Julie Cini, founded Spinal Muscular Atrophy Association of Australia after losing both of children to SMA in 2005 and 2007. In her life, Julie has faced incredible heartbreak including the tragic loss of her partner who was hit by a car in 2006, and her strength and determination has been channelled into ensuring those with SMA have the support, and resources they need to live their best possible lives.

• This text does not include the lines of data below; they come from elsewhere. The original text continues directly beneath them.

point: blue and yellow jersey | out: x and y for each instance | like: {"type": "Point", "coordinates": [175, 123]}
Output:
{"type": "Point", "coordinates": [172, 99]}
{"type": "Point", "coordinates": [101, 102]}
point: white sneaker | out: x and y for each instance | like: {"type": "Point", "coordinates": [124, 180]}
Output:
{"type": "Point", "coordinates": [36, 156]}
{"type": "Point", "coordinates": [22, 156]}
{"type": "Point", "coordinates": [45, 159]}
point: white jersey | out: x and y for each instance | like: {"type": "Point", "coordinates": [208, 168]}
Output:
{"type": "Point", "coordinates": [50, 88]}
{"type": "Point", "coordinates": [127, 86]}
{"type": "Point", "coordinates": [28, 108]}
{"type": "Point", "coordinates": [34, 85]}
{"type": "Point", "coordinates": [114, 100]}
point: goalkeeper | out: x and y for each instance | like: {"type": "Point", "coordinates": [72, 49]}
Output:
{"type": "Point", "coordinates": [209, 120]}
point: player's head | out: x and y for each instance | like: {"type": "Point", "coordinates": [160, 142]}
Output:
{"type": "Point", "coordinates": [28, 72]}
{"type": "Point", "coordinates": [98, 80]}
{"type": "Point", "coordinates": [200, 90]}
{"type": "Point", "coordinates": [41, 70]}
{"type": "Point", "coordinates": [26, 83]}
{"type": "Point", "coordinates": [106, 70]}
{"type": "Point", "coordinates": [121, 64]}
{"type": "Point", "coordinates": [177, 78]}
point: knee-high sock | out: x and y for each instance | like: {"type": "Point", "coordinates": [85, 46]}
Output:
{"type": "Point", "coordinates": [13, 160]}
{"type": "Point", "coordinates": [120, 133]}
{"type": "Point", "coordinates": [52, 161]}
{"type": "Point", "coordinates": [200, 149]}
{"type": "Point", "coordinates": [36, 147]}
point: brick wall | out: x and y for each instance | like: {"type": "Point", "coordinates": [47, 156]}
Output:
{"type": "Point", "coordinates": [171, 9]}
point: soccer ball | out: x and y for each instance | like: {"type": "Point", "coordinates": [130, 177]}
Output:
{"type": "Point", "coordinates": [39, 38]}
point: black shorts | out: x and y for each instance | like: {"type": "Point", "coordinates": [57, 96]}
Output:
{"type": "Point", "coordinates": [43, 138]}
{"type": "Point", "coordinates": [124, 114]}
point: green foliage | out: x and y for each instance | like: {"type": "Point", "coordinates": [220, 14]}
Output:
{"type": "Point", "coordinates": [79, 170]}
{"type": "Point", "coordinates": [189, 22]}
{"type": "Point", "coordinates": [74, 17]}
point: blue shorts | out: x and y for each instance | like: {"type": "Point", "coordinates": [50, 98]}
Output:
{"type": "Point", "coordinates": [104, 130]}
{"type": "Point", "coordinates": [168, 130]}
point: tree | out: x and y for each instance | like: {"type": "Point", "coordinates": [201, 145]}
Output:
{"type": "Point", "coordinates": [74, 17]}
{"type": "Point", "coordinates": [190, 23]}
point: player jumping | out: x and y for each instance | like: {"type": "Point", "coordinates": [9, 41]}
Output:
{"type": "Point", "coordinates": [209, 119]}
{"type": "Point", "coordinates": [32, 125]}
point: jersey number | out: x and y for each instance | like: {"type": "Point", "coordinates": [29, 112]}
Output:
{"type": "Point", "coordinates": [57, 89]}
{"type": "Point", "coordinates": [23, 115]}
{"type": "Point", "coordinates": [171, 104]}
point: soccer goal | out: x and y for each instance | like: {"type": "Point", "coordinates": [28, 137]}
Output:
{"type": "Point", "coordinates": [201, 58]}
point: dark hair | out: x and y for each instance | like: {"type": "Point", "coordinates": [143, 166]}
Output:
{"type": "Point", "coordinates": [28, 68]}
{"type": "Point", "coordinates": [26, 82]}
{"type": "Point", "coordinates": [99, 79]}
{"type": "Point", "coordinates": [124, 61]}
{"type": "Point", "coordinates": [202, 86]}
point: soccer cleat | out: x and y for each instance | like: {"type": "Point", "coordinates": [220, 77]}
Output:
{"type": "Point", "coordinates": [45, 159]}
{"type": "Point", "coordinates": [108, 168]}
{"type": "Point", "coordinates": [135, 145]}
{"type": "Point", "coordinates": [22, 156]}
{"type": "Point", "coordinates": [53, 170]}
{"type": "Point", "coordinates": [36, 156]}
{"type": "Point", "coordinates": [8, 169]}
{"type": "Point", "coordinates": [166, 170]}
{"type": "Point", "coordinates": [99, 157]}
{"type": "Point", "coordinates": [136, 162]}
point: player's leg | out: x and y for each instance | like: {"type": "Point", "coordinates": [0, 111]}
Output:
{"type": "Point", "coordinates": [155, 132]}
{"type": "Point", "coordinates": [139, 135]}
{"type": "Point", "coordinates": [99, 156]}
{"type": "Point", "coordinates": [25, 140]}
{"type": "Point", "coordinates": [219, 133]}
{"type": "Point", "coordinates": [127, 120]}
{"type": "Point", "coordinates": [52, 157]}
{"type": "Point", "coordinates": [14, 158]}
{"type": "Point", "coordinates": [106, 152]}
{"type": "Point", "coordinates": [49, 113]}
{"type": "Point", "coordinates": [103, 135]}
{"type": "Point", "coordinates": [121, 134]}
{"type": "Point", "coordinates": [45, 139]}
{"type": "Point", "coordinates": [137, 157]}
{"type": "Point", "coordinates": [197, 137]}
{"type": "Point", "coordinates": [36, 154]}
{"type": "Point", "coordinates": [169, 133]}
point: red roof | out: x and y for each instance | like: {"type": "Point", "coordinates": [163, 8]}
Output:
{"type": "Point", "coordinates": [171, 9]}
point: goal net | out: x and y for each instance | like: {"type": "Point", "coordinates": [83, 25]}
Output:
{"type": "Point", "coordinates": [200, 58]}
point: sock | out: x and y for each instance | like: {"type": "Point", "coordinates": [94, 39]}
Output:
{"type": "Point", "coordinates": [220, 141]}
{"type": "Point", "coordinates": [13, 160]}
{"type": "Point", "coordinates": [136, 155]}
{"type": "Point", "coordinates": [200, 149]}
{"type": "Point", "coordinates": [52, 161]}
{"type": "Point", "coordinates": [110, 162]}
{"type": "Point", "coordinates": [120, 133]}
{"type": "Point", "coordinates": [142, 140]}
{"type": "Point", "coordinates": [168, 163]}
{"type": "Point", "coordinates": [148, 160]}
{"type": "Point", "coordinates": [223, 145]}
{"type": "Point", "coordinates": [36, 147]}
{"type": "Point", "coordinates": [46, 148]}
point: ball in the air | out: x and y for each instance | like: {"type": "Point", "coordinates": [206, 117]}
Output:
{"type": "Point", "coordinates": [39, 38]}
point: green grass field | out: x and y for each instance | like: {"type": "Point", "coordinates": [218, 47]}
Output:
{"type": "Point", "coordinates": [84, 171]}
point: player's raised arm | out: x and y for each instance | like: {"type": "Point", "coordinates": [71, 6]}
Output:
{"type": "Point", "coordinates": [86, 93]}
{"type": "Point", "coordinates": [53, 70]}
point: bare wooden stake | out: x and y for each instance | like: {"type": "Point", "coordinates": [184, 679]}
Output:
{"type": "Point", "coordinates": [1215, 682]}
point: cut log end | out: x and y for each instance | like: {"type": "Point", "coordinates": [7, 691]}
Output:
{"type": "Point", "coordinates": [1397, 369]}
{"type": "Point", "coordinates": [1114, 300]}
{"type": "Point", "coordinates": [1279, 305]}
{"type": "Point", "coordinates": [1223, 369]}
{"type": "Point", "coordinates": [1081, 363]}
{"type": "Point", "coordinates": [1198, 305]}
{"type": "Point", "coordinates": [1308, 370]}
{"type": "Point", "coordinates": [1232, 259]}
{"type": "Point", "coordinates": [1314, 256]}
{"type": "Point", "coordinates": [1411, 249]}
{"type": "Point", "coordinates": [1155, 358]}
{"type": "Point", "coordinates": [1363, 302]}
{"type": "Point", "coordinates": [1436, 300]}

Julie strongly believes in creating a future that encourages empowerment, resilience and compassions and by sharing her experiences, she hopes to encourage others to make that difference. Julie continues to leave legacies and in 2018 she successfully campaigned with the SMA community to have new treatments and a pre-genetic screening program made available for patients. Most recently in 2019, she successfully advocating for a new born screening heel test to be available for all babies at risk.

Image description: Headshot of Julie with short, brown and wavy hair, wearing a patterned blouse and necklace.